There are two natural ways to obtain  breaking of the CP
symmetry  in left-right  models.
Firstly, CP is violated if the Yukawa coupling matrices  
$f$ and $h$ are  complex. This is called
hard CP-violation and is the analogue of the CKM
CP-violation in the SM. 
Secondly, in LR models one can naturally extend the 
idea of  spontaneous breaking of parity 
\cite{app} to the spontaneous violation of CP 
\cite{eg,frere}. This is parametrized by the
 VEVs $v_L$, $v_R$ and
$\kappa_1$, $\kappa_2$, which can, in principle,
 be complex and break CP.
In general left-right models, CP-violation can occur 
either due to just one of the mechanisms or to 
the combination of both.

\section{Updated Constraints from Muon Decay Data} 
\label{third}

Pure leptonic processes are free of both  the assumptions on 
the unknown quark mixings and the 
uncertainty induced by our present limited knowledge on the 
low energy QCD dynamics.

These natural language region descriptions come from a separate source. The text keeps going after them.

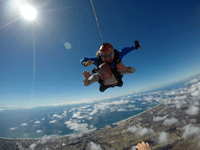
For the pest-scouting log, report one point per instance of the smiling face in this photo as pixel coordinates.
(105, 71)
(106, 52)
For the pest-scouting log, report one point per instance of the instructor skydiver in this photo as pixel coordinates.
(105, 77)
(107, 54)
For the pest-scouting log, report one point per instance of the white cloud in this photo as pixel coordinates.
(89, 118)
(93, 112)
(149, 98)
(157, 119)
(189, 131)
(163, 138)
(76, 115)
(169, 122)
(141, 131)
(74, 125)
(37, 122)
(121, 109)
(181, 97)
(39, 131)
(170, 93)
(53, 121)
(64, 113)
(32, 146)
(46, 138)
(193, 120)
(13, 128)
(24, 124)
(193, 110)
(57, 116)
(194, 81)
(195, 93)
(93, 146)
(130, 106)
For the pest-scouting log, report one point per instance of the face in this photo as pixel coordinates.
(107, 56)
(105, 74)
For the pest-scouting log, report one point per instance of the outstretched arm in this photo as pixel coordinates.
(127, 50)
(90, 79)
(89, 61)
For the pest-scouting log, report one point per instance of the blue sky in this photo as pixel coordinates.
(168, 32)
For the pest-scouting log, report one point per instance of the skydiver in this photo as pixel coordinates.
(107, 54)
(105, 77)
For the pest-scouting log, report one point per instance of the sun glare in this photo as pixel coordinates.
(28, 12)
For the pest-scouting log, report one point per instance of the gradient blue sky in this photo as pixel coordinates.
(168, 32)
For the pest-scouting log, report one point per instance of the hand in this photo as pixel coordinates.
(89, 63)
(143, 146)
(86, 75)
(122, 67)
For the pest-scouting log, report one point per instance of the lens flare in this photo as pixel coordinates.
(28, 12)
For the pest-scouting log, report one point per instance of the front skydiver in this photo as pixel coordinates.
(105, 74)
(107, 54)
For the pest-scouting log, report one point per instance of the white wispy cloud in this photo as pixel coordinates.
(53, 121)
(190, 131)
(193, 110)
(164, 138)
(157, 119)
(57, 116)
(24, 124)
(74, 125)
(37, 122)
(93, 146)
(169, 122)
(13, 128)
(121, 109)
(141, 131)
(39, 131)
(77, 114)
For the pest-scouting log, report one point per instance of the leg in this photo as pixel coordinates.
(102, 88)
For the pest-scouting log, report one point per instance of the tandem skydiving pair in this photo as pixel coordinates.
(110, 69)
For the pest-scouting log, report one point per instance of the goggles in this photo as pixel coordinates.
(107, 56)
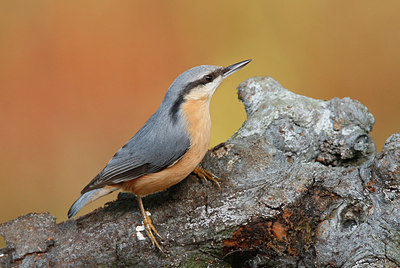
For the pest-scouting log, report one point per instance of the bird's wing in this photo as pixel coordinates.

They are thus, in principle,
 better suited for obtaining more model independent
constraints. With such aim, we use the updated electroweak data
\cite{pdb}  to re-analyse the muon decay data in the case
of interest here.

As in any model in which light fermions have heavy boson 
mediated interactions, the low energy effective action
of LR symmetric models contains the usual Standard Model
 bilinear terms plus four-fermion interactions. The latter
are the result of integrating out the heavier LR degrees of
freedom. Hence, precise low-energy tests of the light 
fermions constitute a window into the high energy
behaviour of the model underlying the SM (in this
case LR symmetric models).
As was stated before, this procedure is cleaner in the leptonic
sector where hadronization does not obscure it.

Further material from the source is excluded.